You would think there would be more literature about why men are so angry—the president, the mob in Charlottesville a year ago, the alt-right generally, the bar brawlers, the wife-beaters, the gay-bashers, the man who got more famous than he anticipated for screaming at a couple of women who were speaking Spanish in a Manhattan restaurant earlier this year. Add to this all the high-powered, high-profile men—the #MeToo perpetrators—who have been cruel and degrading to women, and the men who went berserk in early August when The New York Times appointed Sarah Jeong to its editorial board, slinging sexualized and racist insults at her because she had dared to criticize them. Anger is often entangled with entitlement—the assumption, which underlies a lot of the violence in the United States, that one’s will should prevail and one’s rights outweigh those of others.
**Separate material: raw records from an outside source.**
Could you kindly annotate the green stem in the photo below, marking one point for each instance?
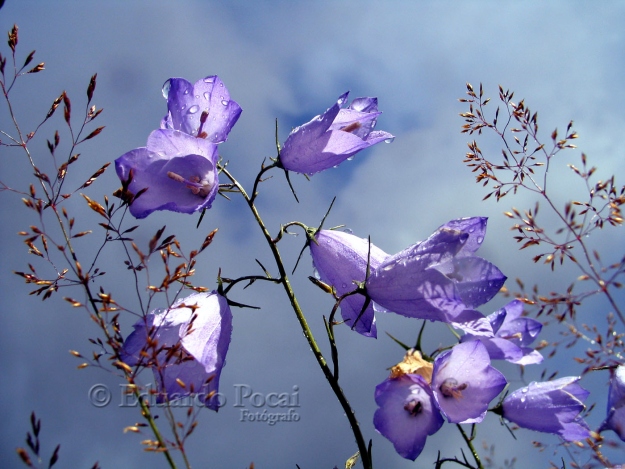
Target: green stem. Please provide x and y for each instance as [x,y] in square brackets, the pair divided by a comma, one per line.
[362,446]
[469,442]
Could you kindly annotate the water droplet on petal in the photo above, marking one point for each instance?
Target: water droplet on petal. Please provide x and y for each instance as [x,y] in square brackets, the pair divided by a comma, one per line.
[166,88]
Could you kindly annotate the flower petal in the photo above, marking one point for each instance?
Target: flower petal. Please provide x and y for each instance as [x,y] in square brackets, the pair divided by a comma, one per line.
[407,414]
Male anger is a public safety issue, as well as a force in the ugliest politics and social movements of our time, from the epidemic of domestic violence to mass shootings, and from neo-Nazis to incels. Because we normalize the behavior of men—and of white men in particular—the fact that a lot of far-right movements, such as the American neo-Nazi terror group Atomwaffen Division, are mostly male, is seldom noted. (Michael Kimmel’s recent book, Healing From Hate, which examines male fury in global politics, is among the valuable exceptions.) We have until very recently treated it as inevitable that women should adapt to these outbursts with Mace in our purses, self-defense lessons, and limits on our freedom of movement, tiptoeing around men who use their volatility to intimidate and control others.
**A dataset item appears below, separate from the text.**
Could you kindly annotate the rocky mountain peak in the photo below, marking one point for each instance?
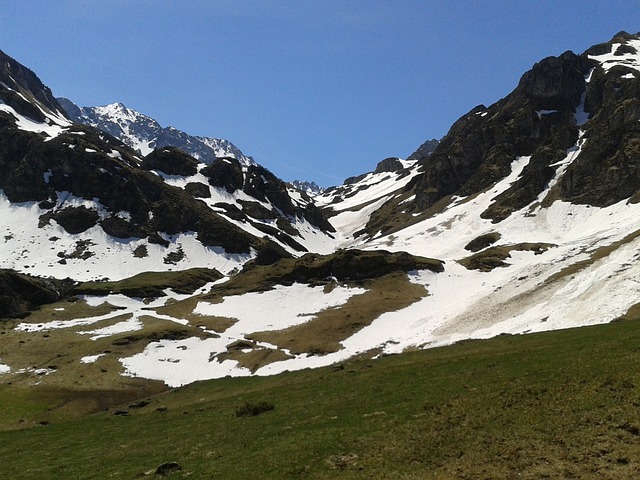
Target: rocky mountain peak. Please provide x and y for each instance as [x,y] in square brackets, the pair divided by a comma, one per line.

Instead of a theory of male anger, we have a growing literature in essays and now books about female anger, a phenomenon in transition. Rebecca Traister’s new book, Good and Mad: The Revolutionary Power of Women’s Anger, scrutinizes its causes, its repression, and its release in the last half-dozen years of feminist action, particularly in response to the treatment of Hillary Clinton in the 2016 election, and in the remarkable power shift that women demanded in #MeToo. Soraya Chemaly’s Rage Becomes Her: The Power of Women’s Anger focuses on the ways in which women’s (and by contrast, men’s) emotions are managed, judged, and valued in contemporary North American life, while Brittney Cooper’s Eloquent Rage: A Black Feminist Discovers Her Superpower is a first-person narrative about power, solidarity, race, gender, and their intersections.
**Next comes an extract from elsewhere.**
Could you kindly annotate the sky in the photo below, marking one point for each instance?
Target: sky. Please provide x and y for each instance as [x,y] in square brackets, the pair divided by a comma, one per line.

These books arrive at a moment when a lot of women have changed and too many men have not—and some are, in fact, retreating into revved-up misogyny and rage against the erosion of their supremacy. Women no longer obliged to please men may finally be able to express rage, because we’re less economically dependent on men than ever before, and because feminism has been redefining what’s appropriate and acceptable. “Gender-role expectations . . . dictate the degree to which we can use anger effectively in personal contexts and to participate in civic and political life,” Chemaly notes. “A society that does not respect women’s anger is one that does not respect women—not as human beings, thinkers, knowers, active participants, or citizens.”
The same feminist transformations that have allowed this outpouring may eventually wear down some of the causes of our anger. Much of the anger discussed in all these books comes from being thwarted—from the inability to command respect, equality, control over one’s body and destiny, or from witnessing the oppression of other women. One of the pitfalls in trying to establish equality is to confuse gaining power with unleashing rage. For all of us this is the conundrum: How, without idealizing and entrenching anger, can we grant nonwhite people and nonmale people an equal right to feeling and expressing it?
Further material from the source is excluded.